Apollo glanced at him. The boy was staring up at him hopefully and for the first time Apollo noticed that his eyes were of different colors: the right blue, the left green. He turned away to stuff the bit of cloth back into his bag.

“Uncle Edwin gived me Daffodil. He won her in a game of cards. Mama says a puppy is a silly thing to wager for. Daff’s an Italian greyhound, but she didn’t come from Italy. Mama says Italians like skinny little dogs. I named her Daffodil because that’s my favorite flower and the prettiest. She doesn’t know to mind,” Indio said sadly as Apollo rose.

Daffodil wriggled and the boy set her cautiously on the ground. The greyhound struggled from the folds of the shirt, shook herself, and then squatted, watering the ground—and a corner of the shirt.

Apollo sighed. He really was going to have to wash that shirt.

Indio sighed as well. “Mama says I ought to train her to sit and beg and most ’portantly come when we call her, but”—he took a deep breath—“I don’t know how to.”

Apollo bit his lip to keep down a smile. It was too bad that he’d already fed all the scraps to the dog. He glanced at the boy.

Indio was staring at him frankly. “My name’s Indio. I live in the old theater.” He pointed in the direction of the theater with a straight arm. “My mama lives there and Maude, too. She’s a famous actress, my mama, that is. Maude’s our maidservant.” He chewed on one lip. “Can you speak?”

Apollo shook his head slowly.

“I thought not.” Indio dug into the mud with the toe of one boot, frowning down. “What’s your name?”

Well, he couldn’t answer that, could he? Time he was back at work, anyway. Apollo reached for his adze, half expecting the boy to run away at his movement.

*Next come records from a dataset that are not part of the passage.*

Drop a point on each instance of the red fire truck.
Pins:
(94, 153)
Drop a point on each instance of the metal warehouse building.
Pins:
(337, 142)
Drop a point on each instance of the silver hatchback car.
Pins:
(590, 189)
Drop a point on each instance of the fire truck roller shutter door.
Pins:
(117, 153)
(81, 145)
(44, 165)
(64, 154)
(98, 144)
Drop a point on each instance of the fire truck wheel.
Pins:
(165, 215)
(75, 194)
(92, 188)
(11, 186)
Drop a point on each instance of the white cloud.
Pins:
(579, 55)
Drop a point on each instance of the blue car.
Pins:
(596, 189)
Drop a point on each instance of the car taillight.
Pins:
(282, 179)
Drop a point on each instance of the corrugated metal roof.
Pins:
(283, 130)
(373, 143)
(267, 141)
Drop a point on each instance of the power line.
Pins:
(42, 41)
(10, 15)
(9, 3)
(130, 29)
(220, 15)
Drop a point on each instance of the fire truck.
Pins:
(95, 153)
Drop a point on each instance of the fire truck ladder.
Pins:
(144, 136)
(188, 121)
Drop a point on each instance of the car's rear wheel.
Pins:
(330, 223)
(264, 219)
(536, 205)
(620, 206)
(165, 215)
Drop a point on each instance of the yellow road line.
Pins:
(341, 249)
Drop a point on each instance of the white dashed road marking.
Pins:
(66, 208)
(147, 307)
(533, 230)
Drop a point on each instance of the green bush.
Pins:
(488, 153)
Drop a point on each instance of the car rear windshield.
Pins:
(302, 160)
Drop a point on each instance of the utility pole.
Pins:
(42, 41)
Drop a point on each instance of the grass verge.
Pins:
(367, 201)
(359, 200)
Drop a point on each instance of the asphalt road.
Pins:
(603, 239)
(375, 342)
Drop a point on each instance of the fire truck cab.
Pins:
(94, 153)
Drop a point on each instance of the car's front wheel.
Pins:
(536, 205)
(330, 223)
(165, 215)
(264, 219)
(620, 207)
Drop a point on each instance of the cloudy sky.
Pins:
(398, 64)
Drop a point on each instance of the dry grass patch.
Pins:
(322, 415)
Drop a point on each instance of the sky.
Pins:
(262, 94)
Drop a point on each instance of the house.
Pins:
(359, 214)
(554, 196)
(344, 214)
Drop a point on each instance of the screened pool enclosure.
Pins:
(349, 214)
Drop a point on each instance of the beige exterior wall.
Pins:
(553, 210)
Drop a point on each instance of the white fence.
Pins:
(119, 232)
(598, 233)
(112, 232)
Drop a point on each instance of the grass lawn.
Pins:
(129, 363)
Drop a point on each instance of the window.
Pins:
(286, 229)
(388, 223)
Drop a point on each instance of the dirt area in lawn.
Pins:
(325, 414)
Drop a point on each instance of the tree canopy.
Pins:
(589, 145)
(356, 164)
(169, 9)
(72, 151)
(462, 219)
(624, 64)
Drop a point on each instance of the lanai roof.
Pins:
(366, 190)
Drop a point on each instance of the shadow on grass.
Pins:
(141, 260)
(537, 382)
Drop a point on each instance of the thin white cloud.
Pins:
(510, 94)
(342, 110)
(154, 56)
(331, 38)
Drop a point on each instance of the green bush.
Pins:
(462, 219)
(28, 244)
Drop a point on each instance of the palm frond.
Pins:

But Indio simply stepped back out of his way, watching with interest. Daffodil had wandered several feet away and was now digging energetically in the mud.

He was wet and chilled from the air, but work would soon fix that. Apollo took another swing at the tree stump, hitting it with a thwock!

“I’ll call you Caliban,” Indio said as Apollo lifted the adze again.

Apollo turned and stared.

Indio smiled tentatively. “It’s from a play. There’s a wizard who lives on a island and it’s all over wild. Caliban lives there, though he can speak. But he’s big like you, so I thought… Caliban.”

Apollo was still staring helplessly at the boy through this explanation. Daffodil had paused to sneeze and glance at them. Her nose was adorned with a clot of mud.

There were dozens of reasons to refuse the boy. Apollo was in hiding, a price on his head, wanted for the most awful of crimes. The boy’s mother had already made plain that she wanted him nowhere near her son. And what did he have to offer the boy after all, mute and overworked and on the run?

But Indio smiled up at him with mismatched eyes and cheeks made red from the wind, and an air of sweet hope that was simply impossible to refuse. Somehow, against his better judgment, Apollo found himself nodding.

Caliban. The illiterate knave from The Tempest. Well, he supposed he could’ve done worse.

Indio might’ve chosen A Midsummer Night’s Dream—and named him Bottom.